Home/Blog/Answers/Price source
Answers · 4 min read

Where does CoinNotch get its price data?

The short version

CoinNotch pulls prices from an established crypto market-data feed that aggregates across exchanges and covers hundreds of coins. It fetches the current price for each coin you pin and shows it in the menu bar. Because different sources aggregate slightly differently, a price may vary by a tiny amount from another app or exchange, which is normal.

CoinNotch gets its prices from an established crypto market-data feed, the kind that aggregates trading activity across many exchanges into a representative price for each coin. It covers hundreds of assets, which is how CoinNotch can show such a wide range. For each coin you pin, the app fetches the current price from that feed and displays it, refreshing about once a second.

Why prices vary slightly between sources

You may notice a coin's price differs by a tiny amount between CoinNotch and another app or a specific exchange. This is normal and expected. Crypto trades on many venues at once, each with slightly different prices, so any data source has to aggregate them into one number, and different sources weight and average that differently. The gaps are usually fractions of a percent and reflect how aggregation works, not an error in either source.

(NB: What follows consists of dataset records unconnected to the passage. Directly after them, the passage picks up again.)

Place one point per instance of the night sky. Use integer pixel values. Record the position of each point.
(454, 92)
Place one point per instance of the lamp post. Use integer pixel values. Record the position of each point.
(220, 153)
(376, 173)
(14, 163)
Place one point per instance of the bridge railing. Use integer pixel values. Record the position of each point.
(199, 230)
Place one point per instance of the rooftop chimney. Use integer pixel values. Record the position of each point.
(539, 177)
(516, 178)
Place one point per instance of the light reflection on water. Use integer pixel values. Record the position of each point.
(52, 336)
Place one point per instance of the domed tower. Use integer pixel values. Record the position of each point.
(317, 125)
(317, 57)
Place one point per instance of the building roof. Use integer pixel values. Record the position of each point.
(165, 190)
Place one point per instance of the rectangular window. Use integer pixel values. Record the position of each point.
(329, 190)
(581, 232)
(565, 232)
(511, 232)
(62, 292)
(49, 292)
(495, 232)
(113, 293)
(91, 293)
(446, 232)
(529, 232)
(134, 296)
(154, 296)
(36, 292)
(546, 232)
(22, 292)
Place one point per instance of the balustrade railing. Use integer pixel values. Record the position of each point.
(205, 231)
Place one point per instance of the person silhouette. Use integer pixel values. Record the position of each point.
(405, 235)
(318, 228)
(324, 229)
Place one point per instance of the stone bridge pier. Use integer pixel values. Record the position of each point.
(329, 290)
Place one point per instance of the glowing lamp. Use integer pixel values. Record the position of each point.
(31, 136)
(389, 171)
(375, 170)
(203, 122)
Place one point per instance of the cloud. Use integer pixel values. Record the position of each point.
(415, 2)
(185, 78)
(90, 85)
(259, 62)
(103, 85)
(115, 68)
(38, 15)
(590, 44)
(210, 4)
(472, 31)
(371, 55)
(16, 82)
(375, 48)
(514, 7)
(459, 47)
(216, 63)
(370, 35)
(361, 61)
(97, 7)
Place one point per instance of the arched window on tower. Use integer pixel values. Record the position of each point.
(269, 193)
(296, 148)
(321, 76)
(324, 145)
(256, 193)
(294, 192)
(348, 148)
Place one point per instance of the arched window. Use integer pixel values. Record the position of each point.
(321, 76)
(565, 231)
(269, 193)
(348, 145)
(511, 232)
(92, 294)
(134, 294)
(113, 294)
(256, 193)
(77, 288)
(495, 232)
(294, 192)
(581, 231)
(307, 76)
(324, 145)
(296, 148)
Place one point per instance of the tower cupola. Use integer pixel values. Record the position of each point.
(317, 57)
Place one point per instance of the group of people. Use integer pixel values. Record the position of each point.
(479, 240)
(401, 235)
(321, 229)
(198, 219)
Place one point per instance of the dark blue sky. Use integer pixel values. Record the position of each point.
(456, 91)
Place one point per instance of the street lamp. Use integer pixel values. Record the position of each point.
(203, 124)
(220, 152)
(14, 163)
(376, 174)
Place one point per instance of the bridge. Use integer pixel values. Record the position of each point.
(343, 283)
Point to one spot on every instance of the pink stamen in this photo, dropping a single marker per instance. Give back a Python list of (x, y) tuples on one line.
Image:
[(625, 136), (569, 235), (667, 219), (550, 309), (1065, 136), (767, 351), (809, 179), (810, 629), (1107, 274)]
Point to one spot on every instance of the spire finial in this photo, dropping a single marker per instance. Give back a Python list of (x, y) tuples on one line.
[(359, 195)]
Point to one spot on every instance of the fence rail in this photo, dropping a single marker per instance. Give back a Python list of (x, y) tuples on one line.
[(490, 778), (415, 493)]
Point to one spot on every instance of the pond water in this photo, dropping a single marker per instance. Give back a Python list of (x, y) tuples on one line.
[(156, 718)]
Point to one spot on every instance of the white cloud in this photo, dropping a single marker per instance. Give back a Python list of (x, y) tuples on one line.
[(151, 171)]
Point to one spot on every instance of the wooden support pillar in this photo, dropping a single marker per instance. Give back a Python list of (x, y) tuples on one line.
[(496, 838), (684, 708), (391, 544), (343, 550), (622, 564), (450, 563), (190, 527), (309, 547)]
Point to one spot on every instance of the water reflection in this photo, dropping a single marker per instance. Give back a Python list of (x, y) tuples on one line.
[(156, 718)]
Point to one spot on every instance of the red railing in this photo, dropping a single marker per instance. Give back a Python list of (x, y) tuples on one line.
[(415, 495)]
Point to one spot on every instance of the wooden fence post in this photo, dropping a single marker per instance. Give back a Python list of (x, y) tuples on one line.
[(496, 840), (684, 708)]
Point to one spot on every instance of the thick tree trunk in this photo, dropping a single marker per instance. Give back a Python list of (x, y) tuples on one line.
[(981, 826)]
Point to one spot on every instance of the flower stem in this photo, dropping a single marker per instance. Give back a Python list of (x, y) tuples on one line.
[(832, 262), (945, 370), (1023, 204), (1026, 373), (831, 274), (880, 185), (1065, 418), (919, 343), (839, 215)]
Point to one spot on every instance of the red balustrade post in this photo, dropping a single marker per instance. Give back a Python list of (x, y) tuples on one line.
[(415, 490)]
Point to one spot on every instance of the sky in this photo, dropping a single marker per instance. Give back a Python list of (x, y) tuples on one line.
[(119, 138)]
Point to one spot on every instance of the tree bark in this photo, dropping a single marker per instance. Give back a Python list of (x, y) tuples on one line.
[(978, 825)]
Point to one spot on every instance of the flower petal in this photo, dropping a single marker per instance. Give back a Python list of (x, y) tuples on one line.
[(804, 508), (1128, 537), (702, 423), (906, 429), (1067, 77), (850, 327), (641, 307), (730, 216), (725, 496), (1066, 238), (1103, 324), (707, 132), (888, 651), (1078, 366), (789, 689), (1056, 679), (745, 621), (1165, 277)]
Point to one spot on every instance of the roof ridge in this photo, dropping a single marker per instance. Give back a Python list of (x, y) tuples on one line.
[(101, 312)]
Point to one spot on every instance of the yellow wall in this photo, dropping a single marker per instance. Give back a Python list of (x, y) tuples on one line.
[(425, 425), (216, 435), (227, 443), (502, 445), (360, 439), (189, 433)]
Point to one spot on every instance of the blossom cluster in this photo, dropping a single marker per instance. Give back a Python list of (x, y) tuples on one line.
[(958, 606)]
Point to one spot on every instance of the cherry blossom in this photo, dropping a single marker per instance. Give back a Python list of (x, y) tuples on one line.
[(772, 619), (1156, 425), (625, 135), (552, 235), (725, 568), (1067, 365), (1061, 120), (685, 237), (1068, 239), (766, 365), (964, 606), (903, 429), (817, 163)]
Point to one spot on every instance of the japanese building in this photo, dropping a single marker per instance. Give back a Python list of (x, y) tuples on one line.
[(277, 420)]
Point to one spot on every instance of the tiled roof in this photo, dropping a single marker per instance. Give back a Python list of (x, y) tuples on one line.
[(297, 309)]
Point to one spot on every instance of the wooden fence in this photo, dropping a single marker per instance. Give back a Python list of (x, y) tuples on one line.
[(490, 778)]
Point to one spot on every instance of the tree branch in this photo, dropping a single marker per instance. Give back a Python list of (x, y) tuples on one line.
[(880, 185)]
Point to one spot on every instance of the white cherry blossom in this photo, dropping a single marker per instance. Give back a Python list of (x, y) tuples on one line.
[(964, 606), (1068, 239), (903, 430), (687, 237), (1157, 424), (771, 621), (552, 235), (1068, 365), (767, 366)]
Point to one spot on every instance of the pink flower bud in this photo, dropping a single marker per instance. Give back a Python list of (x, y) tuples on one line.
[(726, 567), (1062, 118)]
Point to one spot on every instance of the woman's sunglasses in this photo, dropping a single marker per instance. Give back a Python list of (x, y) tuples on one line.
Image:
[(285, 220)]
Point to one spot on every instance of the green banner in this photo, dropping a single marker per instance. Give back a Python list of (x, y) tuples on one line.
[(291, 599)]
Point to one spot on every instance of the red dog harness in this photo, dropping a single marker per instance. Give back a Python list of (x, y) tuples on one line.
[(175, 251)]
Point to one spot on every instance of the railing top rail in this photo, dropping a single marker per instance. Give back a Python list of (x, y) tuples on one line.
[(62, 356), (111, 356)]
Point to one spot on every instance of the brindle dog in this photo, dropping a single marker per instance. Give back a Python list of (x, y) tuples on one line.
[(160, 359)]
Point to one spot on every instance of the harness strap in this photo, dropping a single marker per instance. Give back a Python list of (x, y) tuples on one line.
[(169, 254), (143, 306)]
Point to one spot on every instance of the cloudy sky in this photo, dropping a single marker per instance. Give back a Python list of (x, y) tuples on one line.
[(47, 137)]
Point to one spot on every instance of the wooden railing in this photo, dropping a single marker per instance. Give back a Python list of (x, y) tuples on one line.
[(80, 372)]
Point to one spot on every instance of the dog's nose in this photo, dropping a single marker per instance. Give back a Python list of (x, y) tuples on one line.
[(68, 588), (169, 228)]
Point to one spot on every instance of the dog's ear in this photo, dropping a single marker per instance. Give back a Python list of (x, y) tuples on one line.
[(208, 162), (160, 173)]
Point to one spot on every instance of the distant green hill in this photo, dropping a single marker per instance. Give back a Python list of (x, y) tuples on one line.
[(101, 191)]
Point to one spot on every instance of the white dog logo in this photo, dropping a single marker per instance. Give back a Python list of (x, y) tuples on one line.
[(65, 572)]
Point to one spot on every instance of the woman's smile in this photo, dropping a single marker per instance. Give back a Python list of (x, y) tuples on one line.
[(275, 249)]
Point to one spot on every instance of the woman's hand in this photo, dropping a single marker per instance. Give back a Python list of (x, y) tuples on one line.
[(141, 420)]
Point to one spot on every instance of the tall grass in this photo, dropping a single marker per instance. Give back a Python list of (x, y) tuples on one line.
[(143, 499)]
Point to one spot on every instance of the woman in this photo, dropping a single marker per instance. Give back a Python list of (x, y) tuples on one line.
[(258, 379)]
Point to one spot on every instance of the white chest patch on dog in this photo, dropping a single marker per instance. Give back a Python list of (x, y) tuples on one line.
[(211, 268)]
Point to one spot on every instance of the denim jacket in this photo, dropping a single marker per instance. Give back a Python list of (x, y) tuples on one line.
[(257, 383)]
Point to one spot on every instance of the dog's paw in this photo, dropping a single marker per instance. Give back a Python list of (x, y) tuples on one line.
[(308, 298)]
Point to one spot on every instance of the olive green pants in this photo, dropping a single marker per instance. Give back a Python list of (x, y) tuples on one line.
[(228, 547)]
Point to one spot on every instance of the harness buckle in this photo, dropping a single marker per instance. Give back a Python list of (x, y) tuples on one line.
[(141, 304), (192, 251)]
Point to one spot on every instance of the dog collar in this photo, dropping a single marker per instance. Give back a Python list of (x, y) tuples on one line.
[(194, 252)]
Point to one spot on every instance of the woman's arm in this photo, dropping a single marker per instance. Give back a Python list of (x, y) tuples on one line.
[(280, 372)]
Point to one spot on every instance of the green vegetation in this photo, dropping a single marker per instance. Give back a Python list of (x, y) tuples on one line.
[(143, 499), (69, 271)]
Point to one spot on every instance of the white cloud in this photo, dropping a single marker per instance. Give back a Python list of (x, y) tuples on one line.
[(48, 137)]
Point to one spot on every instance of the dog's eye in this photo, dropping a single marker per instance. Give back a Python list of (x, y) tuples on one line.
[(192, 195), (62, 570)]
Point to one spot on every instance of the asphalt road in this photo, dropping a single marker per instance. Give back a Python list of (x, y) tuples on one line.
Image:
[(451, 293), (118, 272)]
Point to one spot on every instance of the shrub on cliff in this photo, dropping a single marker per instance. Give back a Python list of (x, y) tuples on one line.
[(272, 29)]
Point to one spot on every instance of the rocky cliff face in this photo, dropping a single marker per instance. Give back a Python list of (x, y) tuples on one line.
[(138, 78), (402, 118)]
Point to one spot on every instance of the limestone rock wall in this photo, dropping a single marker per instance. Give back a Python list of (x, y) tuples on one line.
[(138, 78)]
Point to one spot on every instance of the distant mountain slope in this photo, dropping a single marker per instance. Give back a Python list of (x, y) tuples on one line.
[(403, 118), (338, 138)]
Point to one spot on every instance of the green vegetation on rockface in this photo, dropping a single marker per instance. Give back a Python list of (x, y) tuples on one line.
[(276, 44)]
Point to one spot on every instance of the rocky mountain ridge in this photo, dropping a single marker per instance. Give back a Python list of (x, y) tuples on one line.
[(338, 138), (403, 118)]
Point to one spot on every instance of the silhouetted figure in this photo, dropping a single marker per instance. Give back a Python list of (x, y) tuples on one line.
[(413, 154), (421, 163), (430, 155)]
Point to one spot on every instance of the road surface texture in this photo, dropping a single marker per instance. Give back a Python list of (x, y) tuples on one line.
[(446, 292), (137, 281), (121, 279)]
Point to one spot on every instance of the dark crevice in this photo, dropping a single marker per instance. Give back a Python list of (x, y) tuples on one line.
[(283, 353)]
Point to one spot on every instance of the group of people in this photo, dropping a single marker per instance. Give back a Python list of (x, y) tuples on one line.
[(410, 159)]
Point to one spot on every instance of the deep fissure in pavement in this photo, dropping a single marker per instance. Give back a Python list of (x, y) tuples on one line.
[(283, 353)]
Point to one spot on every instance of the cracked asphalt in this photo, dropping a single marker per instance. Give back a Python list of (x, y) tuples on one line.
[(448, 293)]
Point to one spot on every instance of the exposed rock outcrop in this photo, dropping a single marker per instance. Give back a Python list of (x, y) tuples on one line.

What matters for a glance-first ticker is that the price is accurate and current to within that normal range, which it is. If a price ever looks frozen rather than slightly different, that points to a connection issue instead, covered in the troubleshooting guide.

Frequently asked questions

Where does CoinNotch get its prices?
From an established crypto market-data feed that aggregates trading across many exchanges and covers hundreds of coins. CoinNotch fetches the current price for each pinned coin and shows it in the menu bar.
Why is CoinNotch's price slightly different from another app?
Because crypto trades on many venues with slightly different prices, and each data source aggregates them differently. The gaps are usually fractions of a percent and are normal, not an error.
How many coins does the data cover?
Hundreds of assets, which is why CoinNotch can display such a wide range of coins from a single feed, fetching each pinned coin's current price.